Lyft and Uber rolling along thanks to emergency stay
SANTA BARBARA, Calif. - You can still catch a Lyft or Uber ride after midnight Thursday thanks to an appellate court ruling and an emergency stay.
The ride-share giants now have more time to appeal a ruling that required them to reclassify their private contractor drivers as "employees."
Before the appeals court ruling, Lyft had agreed to halt services statewide by midnight Thursday; Uber threatened the same.
"The number of people that depend on us daily, not just in Santa Barbara which are thousands, but the hundred thousands throughout California, it would've been ridiculous," said David Brown. “And then you’re talking about tens of thousands of Uber and Lyft drivers applying for unemployment."
The Santa Barbara resident has driven full-time for both ride-share companies for four years with an estimated 250 customers a week.
Brown said the prospect of losing the industry would be "chaos."
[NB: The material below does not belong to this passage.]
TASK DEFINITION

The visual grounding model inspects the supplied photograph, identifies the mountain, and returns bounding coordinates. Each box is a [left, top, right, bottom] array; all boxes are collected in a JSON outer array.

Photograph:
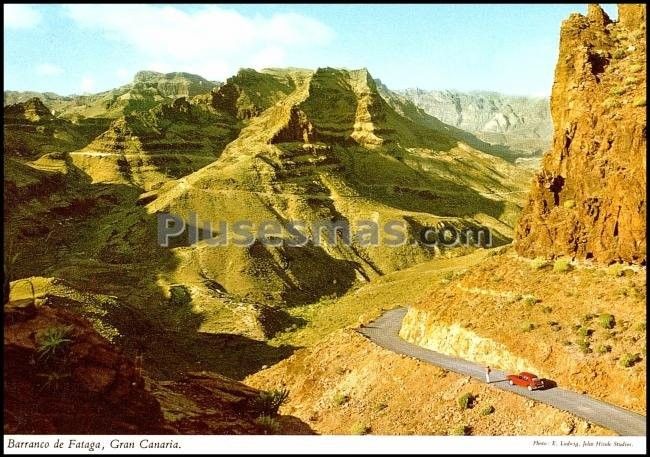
[[4, 71, 219, 120], [146, 68, 529, 304], [3, 295, 311, 435], [5, 68, 530, 348], [397, 89, 553, 157], [390, 4, 647, 418], [4, 97, 105, 158], [517, 5, 646, 264]]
"People that need to get to work. People that need to get to medical appointments. That's a large part of Lyft which has many fixed-fee drives for the seniors and veterans. And, helping of the evening crowd, taking care of all the people who are out drinking and having a good time."
Brown credits Lyft and Uber for the decrease in DUI-related incidents in recent years and does not see a need to reclassify driver status.
However, he suspects about 30-percent of those who support the change are former cab or limo drivers wanting set hours and wages and health care benefits.
"I don't want that," Brown said. "I want the freedom. I do this full-time. I do this because of the freedom that I can work as hard I want to, then I can take off time and do whatever I want."
The issue goes before voters on the November ballot as Prop 22: A "yes" vote would keep the ride-share drivers classified as independent contractors; a “no” vote would reclassify them as employees.